If we get 10x "notify" in a row, do we recalculate the permissions 10x? Postgres says "notifications from different transactions will never get folded into one notification" which seems to mean we need to dedup them ourselves, otherwise it seems like we can easily end up with a backlog of useless recalculations based on notifications that are already older than our cache. The new_graph_timestamp idea from note-6 might help with that.

In permission-updater, the LISTEN statement should be issued before the initial calculation so we don't miss notifications.

If the rails cache expires (or just hasn't been populated yet) is there some reasonably easy way for group_permissions to notify the updater (in case it's "cache expired") and then wait for the updater to finish? This should avoid stuff like "server just came up, and now has lots of threads all trying to recompute the permission graph for themselves, which is even slower because there are so many threads doing it"...

Actions #11

Updated by Peter Amstutz over 8 years ago

Tom Clegg wrote:

Should remove the unused copy-and-paste stuff like dispatch_argv and "...the logs table, then push the notification onto the EventMachine channel".

Yep, fixed.

If we get 10x "notify" in a row, do we recalculate the permissions 10x? Postgres says "notifications from different transactions will never get folded into one notification" which seems to mean we need to dedup them ourselves, otherwise it seems like we can easily end up with a backlog of useless recalculations based on notifications that are already older than our cache. The new_graph_timestamp idea from note-6 might help with that.

Added last_updated_permissions which would help with that.

In permission-updater, the LISTEN statement should be issued before the initial calculation so we don't miss notifications.

Done.

If the rails cache expires (or just hasn't been populated yet) is there some reasonably easy way for group_permissions to notify the updater (in case it's "cache expired") and then wait for the updater to finish? This should avoid stuff like "server just came up, and now has lots of threads all trying to recompute the permission graph for themselves, which is even slower because there are so many threads doing it"...

Now it polls the cache until it gets a non-nil result.
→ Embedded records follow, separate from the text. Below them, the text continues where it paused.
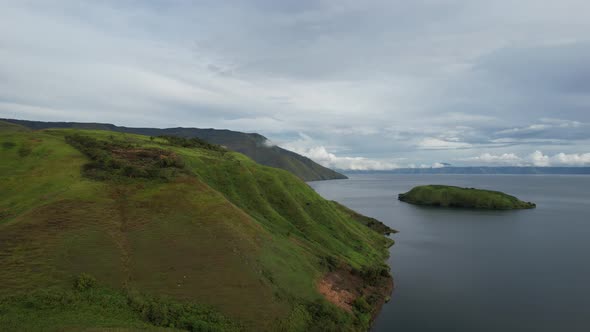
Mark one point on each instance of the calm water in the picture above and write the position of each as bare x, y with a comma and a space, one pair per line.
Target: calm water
468, 270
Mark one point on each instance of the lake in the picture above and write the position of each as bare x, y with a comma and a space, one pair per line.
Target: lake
473, 270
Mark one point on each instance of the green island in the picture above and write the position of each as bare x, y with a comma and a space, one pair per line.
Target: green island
457, 197
110, 230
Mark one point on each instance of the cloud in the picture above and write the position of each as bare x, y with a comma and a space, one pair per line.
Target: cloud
305, 145
431, 143
373, 81
536, 158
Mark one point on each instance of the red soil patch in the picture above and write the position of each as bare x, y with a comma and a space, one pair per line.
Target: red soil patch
338, 289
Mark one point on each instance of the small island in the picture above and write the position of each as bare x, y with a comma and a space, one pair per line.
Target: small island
457, 197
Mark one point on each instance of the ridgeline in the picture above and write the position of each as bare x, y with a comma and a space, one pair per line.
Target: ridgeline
456, 197
103, 229
253, 145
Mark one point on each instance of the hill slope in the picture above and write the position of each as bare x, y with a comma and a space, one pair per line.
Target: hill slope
254, 146
192, 222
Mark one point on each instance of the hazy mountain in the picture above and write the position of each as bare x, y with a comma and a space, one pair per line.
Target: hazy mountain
252, 145
484, 170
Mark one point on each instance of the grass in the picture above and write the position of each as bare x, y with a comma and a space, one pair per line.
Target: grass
103, 308
450, 196
247, 240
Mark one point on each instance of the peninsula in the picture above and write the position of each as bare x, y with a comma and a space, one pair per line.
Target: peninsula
457, 197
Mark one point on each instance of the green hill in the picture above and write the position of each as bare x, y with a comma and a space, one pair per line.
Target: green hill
174, 233
450, 196
254, 146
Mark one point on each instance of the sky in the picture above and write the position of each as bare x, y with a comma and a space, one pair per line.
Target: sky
351, 84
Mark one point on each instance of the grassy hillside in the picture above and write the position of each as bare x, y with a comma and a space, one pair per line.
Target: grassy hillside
207, 236
450, 196
254, 146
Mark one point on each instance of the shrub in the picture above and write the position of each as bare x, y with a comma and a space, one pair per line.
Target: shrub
118, 159
192, 142
8, 145
84, 281
25, 150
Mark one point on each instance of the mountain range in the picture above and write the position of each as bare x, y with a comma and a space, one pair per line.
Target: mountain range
252, 145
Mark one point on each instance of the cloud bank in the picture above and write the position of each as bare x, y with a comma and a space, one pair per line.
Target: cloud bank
375, 84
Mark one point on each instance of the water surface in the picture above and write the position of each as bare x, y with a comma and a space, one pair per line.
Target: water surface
470, 270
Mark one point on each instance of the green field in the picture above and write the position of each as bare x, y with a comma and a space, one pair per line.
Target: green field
450, 196
241, 245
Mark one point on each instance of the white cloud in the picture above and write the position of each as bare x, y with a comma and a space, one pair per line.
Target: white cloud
307, 147
431, 143
536, 158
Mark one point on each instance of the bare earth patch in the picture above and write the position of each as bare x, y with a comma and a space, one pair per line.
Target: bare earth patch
343, 287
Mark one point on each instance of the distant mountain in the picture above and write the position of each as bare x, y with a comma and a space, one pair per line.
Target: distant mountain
106, 230
254, 146
484, 170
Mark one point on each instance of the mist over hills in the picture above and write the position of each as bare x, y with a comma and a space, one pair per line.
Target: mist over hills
482, 170
252, 145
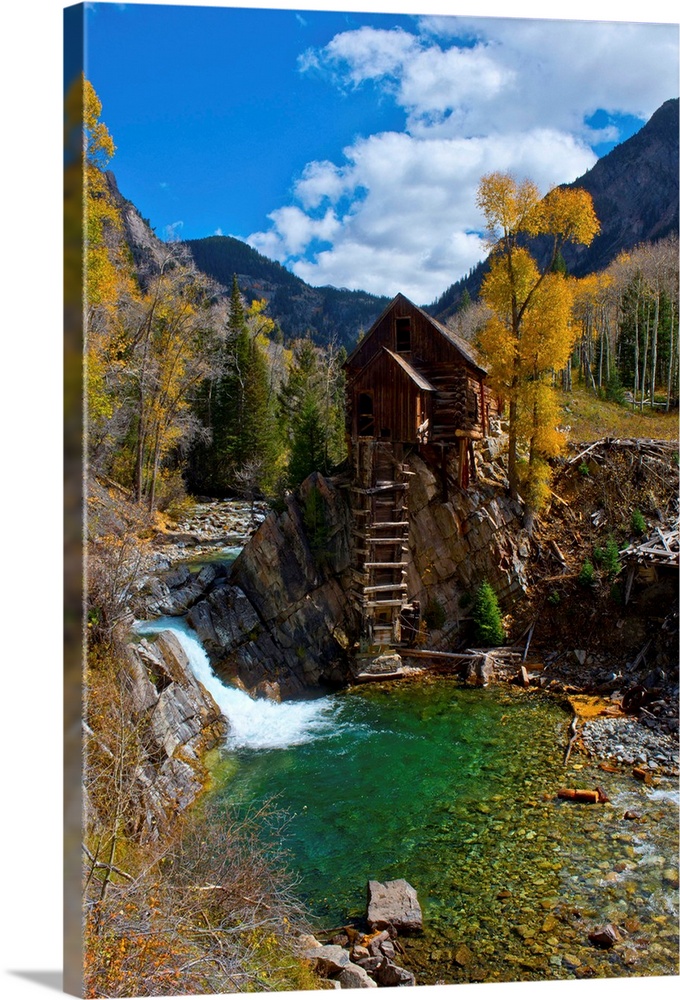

It's a bit of a hack but it seems to work.

Actions #12

Updated by Tom Clegg over 8 years ago

at e711e48...

The comments in user.rb should be updated: the explanation of how the graph is built should be on calculate_group_permissions, not the method that just returns a cached result.

All test suites are failing when test_helper calls invalidate_permissions_cache.

Presumably the group_permissions method still needs to call calculate_group_permissions if async_permissions_update is false, or something... otherwise the default configuration will just hang?

Actions #13

Updated by Tom Clegg over 8 years ago

9e17d8d... LGTM thanks

Actions #14

Updated by Peter Amstutz over 8 years ago

  • Status changed from New to In Progress
Actions #15

Updated by Brett Smith over 8 years ago

  • Status changed from In Progress to Resolved

Now that the code specified by the story is done and merged, #9186 is the follow-up story to test it and see how viable it is in a production-like deployment.